Pela escuridão da noite, nos logares ermos e ás horas mortas do alto silencio a phantasia do homem é mais ardente e robusta.


É então que elle dá movimento e vida aos penhascos, voz e entendimento ás selvas que se meneiam e gemem á mercê da brisa nocturna.


É então que elle collige as suas recordações; une, parte, transmuda as imagens das existencias que viu passar ante si e estampa nas sombras que o rodeiam um universo transitorio, mas para elle real.


E é bello esse mundo de phantasmas aereos, por entre cujos labios descorados não transpiram nem perjurio nem dobrez e a cujos olhos sem brilho não assoma o reflexo de animos pervertidos.

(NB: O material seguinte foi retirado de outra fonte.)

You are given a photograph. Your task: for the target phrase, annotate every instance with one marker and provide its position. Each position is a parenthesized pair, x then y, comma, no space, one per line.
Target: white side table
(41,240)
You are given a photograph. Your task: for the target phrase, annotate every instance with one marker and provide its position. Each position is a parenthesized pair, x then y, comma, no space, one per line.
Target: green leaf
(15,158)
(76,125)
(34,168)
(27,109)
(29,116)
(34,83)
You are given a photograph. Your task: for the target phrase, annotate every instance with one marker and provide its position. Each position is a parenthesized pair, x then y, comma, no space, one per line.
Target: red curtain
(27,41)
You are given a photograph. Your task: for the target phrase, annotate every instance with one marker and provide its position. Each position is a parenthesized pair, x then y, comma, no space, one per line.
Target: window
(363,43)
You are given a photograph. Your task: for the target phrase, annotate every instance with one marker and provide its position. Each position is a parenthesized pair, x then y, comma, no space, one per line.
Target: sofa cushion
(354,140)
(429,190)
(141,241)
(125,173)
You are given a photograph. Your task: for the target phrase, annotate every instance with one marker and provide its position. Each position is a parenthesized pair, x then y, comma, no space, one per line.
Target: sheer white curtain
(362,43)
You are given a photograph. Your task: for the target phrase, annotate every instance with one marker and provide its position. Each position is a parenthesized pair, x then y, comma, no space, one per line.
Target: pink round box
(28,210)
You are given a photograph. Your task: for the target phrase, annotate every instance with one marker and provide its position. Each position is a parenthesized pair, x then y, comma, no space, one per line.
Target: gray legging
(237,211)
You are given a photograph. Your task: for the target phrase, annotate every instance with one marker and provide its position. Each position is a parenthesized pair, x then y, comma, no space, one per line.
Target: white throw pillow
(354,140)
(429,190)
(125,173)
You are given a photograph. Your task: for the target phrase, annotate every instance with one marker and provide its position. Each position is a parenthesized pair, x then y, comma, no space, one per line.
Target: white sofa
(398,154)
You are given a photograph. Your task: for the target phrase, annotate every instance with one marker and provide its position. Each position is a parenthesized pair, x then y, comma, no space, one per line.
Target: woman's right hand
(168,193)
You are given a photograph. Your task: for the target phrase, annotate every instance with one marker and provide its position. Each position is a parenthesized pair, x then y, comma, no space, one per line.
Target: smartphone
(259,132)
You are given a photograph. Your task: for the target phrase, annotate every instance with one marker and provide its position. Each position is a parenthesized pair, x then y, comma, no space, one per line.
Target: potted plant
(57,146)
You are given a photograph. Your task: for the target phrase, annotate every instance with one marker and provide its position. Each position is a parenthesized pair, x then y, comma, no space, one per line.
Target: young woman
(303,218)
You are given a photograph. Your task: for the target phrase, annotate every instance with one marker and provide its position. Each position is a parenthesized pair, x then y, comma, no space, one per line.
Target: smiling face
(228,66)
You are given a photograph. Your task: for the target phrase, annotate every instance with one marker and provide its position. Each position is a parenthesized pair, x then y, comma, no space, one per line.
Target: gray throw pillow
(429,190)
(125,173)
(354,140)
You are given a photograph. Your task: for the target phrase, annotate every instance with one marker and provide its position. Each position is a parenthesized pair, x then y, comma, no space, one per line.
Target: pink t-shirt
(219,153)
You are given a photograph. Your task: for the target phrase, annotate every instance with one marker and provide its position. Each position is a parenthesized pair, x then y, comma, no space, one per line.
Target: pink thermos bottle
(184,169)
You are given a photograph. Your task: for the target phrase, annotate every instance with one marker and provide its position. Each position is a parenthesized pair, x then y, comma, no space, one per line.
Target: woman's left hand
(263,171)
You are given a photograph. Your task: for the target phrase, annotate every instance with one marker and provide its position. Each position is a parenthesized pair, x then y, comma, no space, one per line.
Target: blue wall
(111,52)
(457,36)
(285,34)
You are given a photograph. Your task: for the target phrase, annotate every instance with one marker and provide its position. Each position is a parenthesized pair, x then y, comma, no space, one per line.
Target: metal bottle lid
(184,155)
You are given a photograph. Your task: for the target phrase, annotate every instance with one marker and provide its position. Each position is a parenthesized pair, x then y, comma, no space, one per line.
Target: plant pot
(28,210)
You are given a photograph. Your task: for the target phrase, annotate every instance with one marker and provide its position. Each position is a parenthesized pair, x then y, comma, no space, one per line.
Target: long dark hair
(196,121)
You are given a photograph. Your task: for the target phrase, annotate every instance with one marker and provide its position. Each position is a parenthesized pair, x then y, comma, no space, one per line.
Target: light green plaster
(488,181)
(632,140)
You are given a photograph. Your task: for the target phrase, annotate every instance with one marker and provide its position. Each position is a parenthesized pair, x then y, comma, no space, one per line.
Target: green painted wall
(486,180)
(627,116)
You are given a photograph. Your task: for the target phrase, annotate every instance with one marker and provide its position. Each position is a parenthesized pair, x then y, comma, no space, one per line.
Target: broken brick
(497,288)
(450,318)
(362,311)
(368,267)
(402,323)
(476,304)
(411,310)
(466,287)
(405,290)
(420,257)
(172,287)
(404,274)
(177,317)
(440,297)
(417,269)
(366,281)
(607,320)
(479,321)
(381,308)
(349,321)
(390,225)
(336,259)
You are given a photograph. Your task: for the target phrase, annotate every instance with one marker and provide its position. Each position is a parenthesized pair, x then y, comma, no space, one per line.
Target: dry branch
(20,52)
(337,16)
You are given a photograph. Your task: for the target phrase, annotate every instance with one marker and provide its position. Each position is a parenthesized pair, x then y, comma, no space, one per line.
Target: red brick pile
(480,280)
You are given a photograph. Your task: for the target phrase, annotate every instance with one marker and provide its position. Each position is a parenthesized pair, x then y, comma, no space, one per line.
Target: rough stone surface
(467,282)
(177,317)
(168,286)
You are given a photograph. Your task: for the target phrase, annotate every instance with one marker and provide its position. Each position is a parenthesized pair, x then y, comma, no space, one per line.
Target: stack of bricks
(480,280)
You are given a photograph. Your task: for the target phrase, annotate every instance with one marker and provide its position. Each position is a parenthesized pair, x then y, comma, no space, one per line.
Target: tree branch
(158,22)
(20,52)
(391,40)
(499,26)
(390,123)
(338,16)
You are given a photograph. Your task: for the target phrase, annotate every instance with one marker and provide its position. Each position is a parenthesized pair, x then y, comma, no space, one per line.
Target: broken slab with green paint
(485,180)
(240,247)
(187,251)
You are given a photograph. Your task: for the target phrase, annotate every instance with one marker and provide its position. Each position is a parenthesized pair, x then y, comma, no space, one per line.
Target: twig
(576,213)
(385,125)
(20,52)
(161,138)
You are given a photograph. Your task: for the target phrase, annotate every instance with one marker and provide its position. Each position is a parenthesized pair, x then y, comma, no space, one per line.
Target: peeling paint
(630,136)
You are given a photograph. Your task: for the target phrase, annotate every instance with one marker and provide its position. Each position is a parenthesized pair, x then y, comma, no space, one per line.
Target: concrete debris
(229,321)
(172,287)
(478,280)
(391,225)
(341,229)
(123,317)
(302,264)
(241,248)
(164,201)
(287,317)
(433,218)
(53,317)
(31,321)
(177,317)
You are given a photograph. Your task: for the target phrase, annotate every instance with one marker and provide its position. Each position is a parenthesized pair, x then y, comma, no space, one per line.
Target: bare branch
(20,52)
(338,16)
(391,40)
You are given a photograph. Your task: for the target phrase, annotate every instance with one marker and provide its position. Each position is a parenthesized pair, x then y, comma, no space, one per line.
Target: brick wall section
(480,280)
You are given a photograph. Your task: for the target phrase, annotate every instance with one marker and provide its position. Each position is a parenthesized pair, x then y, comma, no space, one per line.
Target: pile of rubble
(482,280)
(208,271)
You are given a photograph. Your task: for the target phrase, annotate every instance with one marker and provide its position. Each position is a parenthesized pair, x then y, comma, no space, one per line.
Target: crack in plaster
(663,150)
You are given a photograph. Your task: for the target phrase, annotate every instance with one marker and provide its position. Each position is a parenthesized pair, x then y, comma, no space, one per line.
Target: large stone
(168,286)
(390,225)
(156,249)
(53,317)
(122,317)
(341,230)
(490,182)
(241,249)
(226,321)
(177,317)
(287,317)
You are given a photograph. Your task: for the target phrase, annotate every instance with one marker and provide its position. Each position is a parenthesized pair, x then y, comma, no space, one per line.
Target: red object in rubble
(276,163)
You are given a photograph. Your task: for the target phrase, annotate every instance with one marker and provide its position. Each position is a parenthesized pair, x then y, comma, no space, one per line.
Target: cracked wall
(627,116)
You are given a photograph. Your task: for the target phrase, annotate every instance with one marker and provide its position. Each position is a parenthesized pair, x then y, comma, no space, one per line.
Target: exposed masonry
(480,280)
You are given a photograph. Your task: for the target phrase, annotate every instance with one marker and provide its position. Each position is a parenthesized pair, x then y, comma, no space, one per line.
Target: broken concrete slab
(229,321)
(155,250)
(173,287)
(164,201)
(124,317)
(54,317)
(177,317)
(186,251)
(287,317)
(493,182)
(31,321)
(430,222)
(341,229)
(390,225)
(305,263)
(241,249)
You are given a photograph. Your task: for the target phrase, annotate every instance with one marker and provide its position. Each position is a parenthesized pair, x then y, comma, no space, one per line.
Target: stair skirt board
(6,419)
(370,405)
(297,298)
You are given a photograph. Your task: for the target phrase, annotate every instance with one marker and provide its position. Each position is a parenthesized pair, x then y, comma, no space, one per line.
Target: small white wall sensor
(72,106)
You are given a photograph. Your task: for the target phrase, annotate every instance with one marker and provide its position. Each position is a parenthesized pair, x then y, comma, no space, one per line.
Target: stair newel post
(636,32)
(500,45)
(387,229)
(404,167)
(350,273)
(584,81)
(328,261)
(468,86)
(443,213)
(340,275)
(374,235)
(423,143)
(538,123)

Ahi ha o repouso, a paz e a esperança que desappareceram da terra; porque o mundo das visões cria-o a mente pura do poeta: ella dá corpo e vulto ao que já só é ideal, e o passado, deixando cahir o seu immenso sudario, ergue-se em pé e, pondo-se diante do que medita, diz-lhe:—aqui estou eu!


E este o compara com o presente e recúa d'involuntario terror:


Porque o cadaver que se alevanta do pó é formoso e sancto, e o presente que vive e passa e sorri é horrendo e maldicto.


E o poeta atira-se chorando ao seio do cadaver e responde-lhe:—esconde-me tu!


É lá que esta alma, arida como a urze, sente, quando ahi se abriga, refrescá-la um como orvalho do céu.